When he stands next to me in that circle of sun, I tell him about it with my whole heart. About Charlotte and the babies and Wilbur. I remember so much that I think Daddy would be proud of my telling. My sitter nods all slow and serious. At the end, he says how being special friends with somebody keeps you ever from being l
onesome. And do I want to be his special friend?
That sets me scampering around the room in search of my Big Chief tablet, the one with the vampire club rituals in it. My bare legs are prickly cold under my gown, but somebody willing to be a vampire club member is a rare thing.

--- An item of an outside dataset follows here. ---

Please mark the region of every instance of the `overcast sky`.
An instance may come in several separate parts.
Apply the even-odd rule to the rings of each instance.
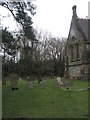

I find the tablet and plop back down in my spot of sun to start explaining the initiations. But when I look up from the sloping page, to see if he’s buying it so far, the whole mood of the room has shifted. The zipper of his chinos is level with my eyes. And inside that zipper his pecker is making that bulge, the bad words for which zoom through my head—Hard-on, Boner, Stiffie. I think it is testament to my badness that I even know such words.
Once I spent the night with the principal’s daughter, and when I asked her if she knew what “fuck” meant, she said no. When I explained it to her as nice as I could, she broke out crying, though I hadn’t even used a single cuss word, sticking instead to those words you find in the encyclopedia under A for Anatomy, with the sheer glassy pages of muscle and vein and bone assembling into a man body and a woman body side by side in TV-family clothes. Still, the minute I got to the end of telling the principal’s daughter about the baby being born, her face just collapsed in on itself in a big pucker. She screamed that her parents would never do something that nasty, even trying to have kids. “Then where do you think you came from, dumbass,” I said. She ran caterwauling out of the room at that point. A heartbeat later, her mother popped in all grim-faced. She led me by the hand into their dusty foyer, where she zipped up her parka right over her bathrobe and stepped barefoot into her galoshes. She hoisted me up still in my pajamas with my coat thrown across me and walked through the cold night back across the street to our house. That was the end of spending the night with the principal’s daughter.